Snapdeal Starts Cost Cutting, Will Operate From Co-Working Spaces in Mumbai!
Early this year, it was heard that Snapdeal was firing 200 employees to cut down on costs, even though the company raised a $200 million funding, making them the second highest valued startup in India at that time. The after-effects of the firing can still be seen now, as the company mends its working spaces.
Snapdeal also redesigned its logo a couple of months back, and for this it has invested Rs. 200 crore in marketing and brand management. In fact, the company was known to have made a loss of Rs. 1,319 crore last year, further strengthening its sentiments to cut costs.
According to a report by ETtech, Snapdeal has vacated its 200-seat office in Mumbai and has sifted base to a 90-seat office in a co-working hub in Andheri. This transition is only one of the methods to curb costs and losses for the company. The expected reduction in costs is expected to be around 10%.
One of the people aware of the development, said “Apart from reduction in cost burden, flexibility to expand and cut space requirement as per business demand has led to the decision to move into a co-working space. Conventional office lease may not support that kind of flexibility.”
Tougher times for Snapdeal ahead?
Softbank-backed Snapdeal does not have a global imprint like Amazon, and does not have the first-in-business advantage as Flipkart does, however it does have its own customers that it has garnered over the years.
As the funds dry out, and the company focuses on brand image right now, a few functions might be taking the hit. The company even launched Snapdeal Gold, to take on Flipkart Assured and Amazon Prime, but it remained more of a simple service, than a competitor.
Snapdeal also consolidated its Gurgaon offices into one large one in Udyog Vihar, so as it minimize costs and maximize productivity. The company has been very careful about launching new categories, as it has diversified into a lot of industries with minimal returns.

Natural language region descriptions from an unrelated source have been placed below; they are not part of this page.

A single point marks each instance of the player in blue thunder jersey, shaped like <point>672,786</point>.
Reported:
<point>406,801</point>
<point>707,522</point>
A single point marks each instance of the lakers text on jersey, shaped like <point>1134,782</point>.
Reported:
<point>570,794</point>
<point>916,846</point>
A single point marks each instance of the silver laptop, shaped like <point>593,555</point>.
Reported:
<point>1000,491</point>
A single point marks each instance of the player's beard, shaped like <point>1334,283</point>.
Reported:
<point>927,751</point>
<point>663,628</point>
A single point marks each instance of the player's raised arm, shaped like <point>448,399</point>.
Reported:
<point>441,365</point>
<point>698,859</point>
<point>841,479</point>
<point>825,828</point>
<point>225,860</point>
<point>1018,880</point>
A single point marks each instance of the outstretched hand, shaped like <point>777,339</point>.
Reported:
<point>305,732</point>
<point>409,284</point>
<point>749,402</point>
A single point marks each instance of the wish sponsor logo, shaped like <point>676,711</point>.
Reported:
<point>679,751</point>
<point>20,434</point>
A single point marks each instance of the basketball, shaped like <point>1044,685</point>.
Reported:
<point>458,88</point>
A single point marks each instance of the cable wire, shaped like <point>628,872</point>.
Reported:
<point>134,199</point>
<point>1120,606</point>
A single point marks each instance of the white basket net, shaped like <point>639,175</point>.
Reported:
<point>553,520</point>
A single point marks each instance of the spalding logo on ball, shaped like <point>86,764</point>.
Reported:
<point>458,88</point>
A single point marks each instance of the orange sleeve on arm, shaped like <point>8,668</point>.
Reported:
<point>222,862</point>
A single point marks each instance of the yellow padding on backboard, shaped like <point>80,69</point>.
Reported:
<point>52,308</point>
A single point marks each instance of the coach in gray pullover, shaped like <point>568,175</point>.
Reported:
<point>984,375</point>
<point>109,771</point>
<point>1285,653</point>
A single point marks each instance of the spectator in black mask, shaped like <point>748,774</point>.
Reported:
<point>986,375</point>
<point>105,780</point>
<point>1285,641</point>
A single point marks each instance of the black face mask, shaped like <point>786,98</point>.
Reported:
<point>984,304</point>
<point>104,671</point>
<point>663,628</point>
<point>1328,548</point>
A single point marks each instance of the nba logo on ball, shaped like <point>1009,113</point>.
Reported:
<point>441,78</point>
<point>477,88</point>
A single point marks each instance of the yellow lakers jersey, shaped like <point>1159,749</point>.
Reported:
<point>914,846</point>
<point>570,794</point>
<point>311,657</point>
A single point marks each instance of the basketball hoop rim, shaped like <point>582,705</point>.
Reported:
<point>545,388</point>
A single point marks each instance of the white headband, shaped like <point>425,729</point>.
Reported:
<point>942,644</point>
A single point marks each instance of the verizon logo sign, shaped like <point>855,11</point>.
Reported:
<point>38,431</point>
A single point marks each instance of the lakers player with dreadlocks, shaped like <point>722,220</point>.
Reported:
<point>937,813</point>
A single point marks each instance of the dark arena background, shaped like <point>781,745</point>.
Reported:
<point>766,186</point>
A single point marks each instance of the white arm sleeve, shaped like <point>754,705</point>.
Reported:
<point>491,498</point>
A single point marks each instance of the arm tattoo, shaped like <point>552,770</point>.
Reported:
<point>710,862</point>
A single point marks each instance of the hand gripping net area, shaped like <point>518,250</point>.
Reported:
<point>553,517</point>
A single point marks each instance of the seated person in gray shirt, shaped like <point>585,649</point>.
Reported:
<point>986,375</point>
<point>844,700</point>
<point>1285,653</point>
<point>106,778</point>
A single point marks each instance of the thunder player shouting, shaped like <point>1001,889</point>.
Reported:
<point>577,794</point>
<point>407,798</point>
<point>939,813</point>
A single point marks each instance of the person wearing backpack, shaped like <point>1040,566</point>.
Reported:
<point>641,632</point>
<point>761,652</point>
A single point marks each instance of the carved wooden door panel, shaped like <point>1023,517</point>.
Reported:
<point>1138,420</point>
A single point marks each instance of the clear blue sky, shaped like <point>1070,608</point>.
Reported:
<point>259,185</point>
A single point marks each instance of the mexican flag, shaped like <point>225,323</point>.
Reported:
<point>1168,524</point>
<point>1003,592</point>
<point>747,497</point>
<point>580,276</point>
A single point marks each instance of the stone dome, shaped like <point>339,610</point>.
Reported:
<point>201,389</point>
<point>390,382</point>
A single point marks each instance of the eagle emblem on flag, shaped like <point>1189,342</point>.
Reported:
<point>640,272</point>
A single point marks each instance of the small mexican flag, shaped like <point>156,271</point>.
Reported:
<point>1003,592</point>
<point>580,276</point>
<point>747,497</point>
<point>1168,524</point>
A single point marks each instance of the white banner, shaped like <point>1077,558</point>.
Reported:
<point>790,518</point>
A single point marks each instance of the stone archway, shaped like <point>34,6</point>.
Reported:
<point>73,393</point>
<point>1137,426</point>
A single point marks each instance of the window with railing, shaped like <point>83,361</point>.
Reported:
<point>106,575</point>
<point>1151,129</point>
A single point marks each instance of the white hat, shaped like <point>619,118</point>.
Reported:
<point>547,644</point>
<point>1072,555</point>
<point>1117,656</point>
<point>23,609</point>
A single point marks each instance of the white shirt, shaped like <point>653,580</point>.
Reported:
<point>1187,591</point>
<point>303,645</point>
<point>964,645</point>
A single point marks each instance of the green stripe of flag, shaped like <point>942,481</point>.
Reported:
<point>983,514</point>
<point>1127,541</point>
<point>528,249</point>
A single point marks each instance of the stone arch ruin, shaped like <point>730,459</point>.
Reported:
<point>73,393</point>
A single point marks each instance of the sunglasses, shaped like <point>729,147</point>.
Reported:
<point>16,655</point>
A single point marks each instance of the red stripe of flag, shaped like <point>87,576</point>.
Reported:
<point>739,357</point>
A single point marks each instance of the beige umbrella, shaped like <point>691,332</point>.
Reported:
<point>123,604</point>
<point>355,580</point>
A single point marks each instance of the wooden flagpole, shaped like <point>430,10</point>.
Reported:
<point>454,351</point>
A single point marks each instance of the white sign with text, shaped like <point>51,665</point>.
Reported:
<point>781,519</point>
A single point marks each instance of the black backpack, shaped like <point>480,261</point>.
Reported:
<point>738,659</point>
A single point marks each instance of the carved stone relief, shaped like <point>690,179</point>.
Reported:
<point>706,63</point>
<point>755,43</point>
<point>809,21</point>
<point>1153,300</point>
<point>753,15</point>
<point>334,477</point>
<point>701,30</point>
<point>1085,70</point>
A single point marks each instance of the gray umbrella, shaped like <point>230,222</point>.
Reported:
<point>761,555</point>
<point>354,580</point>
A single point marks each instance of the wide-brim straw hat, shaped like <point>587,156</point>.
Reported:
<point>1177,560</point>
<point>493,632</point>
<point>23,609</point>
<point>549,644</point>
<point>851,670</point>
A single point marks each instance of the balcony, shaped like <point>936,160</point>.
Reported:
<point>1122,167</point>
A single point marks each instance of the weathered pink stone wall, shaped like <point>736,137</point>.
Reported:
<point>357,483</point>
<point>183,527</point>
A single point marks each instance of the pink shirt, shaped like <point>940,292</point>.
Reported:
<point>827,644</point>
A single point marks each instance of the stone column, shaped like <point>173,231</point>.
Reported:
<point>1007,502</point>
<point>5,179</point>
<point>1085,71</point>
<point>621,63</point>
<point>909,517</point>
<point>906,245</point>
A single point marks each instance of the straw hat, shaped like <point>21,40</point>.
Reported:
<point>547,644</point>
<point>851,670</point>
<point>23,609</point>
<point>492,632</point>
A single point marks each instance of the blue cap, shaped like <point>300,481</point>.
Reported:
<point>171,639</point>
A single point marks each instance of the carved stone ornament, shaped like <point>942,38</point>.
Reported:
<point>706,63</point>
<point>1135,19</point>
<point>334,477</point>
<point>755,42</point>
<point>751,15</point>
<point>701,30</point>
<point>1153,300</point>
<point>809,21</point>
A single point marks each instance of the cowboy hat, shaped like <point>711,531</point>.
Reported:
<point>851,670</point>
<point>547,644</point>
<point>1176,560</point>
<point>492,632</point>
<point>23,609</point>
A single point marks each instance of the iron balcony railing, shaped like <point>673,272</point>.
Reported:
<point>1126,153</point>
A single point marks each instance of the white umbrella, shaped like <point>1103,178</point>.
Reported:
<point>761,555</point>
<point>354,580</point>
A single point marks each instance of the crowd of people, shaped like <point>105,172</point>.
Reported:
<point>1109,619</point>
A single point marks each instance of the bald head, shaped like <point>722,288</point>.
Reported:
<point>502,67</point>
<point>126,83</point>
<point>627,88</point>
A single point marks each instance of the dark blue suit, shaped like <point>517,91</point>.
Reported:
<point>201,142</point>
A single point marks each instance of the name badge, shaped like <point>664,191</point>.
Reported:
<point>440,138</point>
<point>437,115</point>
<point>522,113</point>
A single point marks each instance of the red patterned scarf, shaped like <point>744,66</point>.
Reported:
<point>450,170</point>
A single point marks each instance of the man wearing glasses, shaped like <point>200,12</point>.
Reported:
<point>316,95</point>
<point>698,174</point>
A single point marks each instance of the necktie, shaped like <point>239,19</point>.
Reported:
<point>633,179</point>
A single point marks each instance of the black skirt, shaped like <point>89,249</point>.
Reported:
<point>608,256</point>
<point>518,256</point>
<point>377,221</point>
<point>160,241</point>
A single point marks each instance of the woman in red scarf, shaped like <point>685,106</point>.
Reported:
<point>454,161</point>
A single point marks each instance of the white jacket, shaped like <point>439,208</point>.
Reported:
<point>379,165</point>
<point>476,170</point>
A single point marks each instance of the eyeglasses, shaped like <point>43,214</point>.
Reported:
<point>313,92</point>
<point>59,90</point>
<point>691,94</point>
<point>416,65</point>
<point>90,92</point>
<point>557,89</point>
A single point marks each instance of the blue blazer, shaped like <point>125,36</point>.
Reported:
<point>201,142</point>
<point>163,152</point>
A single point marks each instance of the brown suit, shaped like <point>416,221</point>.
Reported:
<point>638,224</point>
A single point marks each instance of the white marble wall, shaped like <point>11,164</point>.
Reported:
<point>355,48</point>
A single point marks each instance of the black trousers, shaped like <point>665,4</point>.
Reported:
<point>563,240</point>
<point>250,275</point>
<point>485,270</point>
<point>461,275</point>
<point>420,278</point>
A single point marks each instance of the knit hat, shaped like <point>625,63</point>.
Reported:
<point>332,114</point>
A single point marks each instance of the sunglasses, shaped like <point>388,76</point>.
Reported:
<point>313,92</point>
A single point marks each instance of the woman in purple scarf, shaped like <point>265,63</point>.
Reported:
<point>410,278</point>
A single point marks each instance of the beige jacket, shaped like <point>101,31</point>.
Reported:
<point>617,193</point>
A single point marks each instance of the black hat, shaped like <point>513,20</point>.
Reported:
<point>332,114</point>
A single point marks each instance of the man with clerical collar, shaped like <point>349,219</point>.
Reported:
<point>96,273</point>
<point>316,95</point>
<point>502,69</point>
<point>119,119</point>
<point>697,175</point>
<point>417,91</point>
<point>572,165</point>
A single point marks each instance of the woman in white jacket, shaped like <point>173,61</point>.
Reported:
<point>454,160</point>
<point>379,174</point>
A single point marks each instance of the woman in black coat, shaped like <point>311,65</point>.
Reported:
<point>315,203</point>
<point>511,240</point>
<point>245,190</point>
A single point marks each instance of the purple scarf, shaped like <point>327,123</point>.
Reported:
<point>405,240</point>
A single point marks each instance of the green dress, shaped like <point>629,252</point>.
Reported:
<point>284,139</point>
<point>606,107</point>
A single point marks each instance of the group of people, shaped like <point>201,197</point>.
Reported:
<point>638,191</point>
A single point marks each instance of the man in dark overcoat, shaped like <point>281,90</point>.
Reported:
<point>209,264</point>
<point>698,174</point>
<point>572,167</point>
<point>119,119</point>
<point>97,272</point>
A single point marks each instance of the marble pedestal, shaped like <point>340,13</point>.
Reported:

As Flipkart and Amazon still rake in funding rounds, it becomes difficult for Snapdeal to keep up, and because the company has partitioned a lot of capital for rebranding, other functions might be hit by the effect.
It will be interesting to see Snapdeal financials early next year, as it has taken a lot of steps to improve its revenue and reduce the losses. We are sure revenues have increased, but unsure about whether the losses have kept stable or decreased.